Two franchise-changing players sit at the top of the 2023 NBA Draft, and there has been plenty of talk around the league about teams pivoting and taking this season after an injury or slow start, even if they have a limited shot at landing a top pick. It’s a strong draft at the top beyond those two potential cornerstones, and for many teams a chance at a player like Wembanyama is worth more than a play-in game or two.
Adam Silver says the league has taken note. Silver talked about tanking during a Q&A with Suns employees this week, as reported by Baxter Holmes of ESPN.
“We put teams on notice,” Silver told employees. “We’re going to be paying particular attention to the issue this year…
“It’s something we have to watch for,” Silver said. “A draft is, in principle, a good system. But I get it, especially when there is a sense that a once-in-a-generation player is coming along, like we have this year.”
Words and a memo are nice, but what exactly can Silver and the league office do beyond that? In theory they could fine a team or take away draft picks for blatant tanking, but that would require proof of intending to lose games — teams are smart enough to avoid that. From long rests for relatively minor injuries to leaning into playing their youth for experience, there are legitimate basketball reasons teams can come up with, reasons that just happen lower their odds of winning.
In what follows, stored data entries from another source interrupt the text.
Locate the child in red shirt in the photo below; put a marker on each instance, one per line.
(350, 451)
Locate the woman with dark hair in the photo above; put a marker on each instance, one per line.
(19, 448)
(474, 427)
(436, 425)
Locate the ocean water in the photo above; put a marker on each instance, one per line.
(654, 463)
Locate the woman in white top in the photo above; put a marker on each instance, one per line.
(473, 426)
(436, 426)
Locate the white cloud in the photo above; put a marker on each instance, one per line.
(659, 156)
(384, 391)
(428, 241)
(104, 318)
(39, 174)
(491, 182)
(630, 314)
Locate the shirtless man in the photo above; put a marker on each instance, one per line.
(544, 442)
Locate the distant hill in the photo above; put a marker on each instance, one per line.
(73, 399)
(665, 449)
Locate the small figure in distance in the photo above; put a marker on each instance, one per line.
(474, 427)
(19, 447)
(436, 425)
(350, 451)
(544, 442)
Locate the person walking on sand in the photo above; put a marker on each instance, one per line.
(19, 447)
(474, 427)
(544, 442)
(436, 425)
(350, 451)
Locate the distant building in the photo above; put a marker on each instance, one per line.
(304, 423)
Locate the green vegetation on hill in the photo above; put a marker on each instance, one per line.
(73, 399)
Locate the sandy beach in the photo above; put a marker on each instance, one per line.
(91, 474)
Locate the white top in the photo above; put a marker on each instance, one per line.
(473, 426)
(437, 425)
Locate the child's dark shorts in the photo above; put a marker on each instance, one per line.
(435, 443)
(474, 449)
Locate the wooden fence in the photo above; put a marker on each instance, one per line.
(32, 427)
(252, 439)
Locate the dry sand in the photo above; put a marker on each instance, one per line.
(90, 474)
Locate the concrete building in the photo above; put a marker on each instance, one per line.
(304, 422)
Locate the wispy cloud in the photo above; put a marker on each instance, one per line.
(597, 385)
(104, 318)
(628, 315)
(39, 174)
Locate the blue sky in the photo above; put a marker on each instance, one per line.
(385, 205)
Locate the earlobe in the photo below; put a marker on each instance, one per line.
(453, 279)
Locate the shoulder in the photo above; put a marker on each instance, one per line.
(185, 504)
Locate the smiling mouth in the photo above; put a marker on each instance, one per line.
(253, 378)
The NBA took steps to reduce tanking a few years back by flattening out the lottery odds — the three worst teams have only a 14% chance of the No. 1 pick — and creating the play-in tournament to spark late-season races and give teams something to play for. That has worked for a couple of years, but Wembanyama changes the equation — that kind of player can turn a franchise into a contender, and for an owner add $500 million or more to the team’s worth. Teams will tank for a chance to land a player like that.
Silver said the NBA did look into the idea of relegation — as seen in European soccer leagues, where the worst teams go down a level and the best teams go up — but said it doesn’t work for the NBA and its economic model.
So the NBA has to come up with other ideas to keep teams from tanking. Good luck with that in a season where Wembanyama is the prize.